OK, I"m back. I just finished my tomato and mozerella salad and I am going to have some fierce garlic breath for the rest of the day. Good thing there is absolutely no one here. I am completely and utterly alone in this office enjoying my own rancid breath. But the salad was tasty, so that makes it worth it. What I don't get is how some things that taste so good can smell so bad, like kimchee, for instance. It's so good but stinks the high heaven. Actually, I don't mind the smell that much. But Americans really find it repugnant. I don't know why, really, but they do. When I was in college, one of my roomates threw out my jar of kimchee over Christmas break because she said she couldn't stand the smell anymore. OK, rule number one, don't ever fuck around with someone else's food. I was pretty mad when I got back and it was gone. But it was cool, I went to my happy place so I wouldn't beat her senseless, but a certain level of respect was destroyed forever.
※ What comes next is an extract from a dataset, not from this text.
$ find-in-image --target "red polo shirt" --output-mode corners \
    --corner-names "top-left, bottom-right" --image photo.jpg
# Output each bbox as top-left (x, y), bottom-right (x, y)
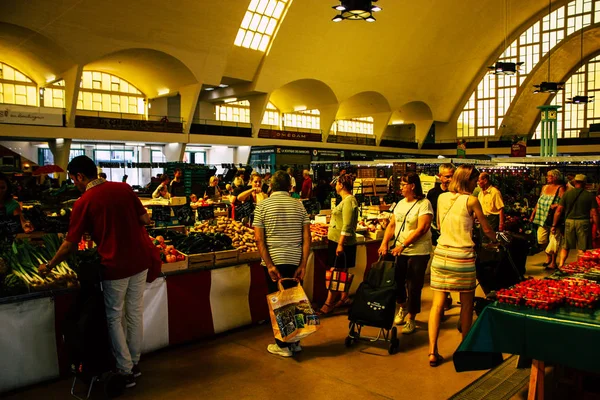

Anyway, getting back to the stink. I'm sitting here right now smelling my garlic breath, but the taste in my mouth is really a scrumptious to me. In fact, I am sitting here swirling my tongue all around the inside of mouth just to get more of that delectable garlic flavor. You know what does bite the big one, though, is when you wake up the next day after eating really garlicky food and you can smell the garlic coming from your pores. That garlic smell isn't so good. And it doesn't matter how much you bathe, it's just got to work its way out of your system. It's the same with alcohol. The smell of alcohol coming out of the pores is just wrong, so wrong. It's bad enough when you can smelll it off yourself, but it's really bad coming from someone else. I can't even describe it. The problem is that you almost taste the smell rather than just smelling it. So you get that multi-sensory thing going and it's like an overload or something. The brain just can't handle that much information at once. That's my objective opinion, anyway, which has been culled over years of first-hand experience in the trenches of intoxication.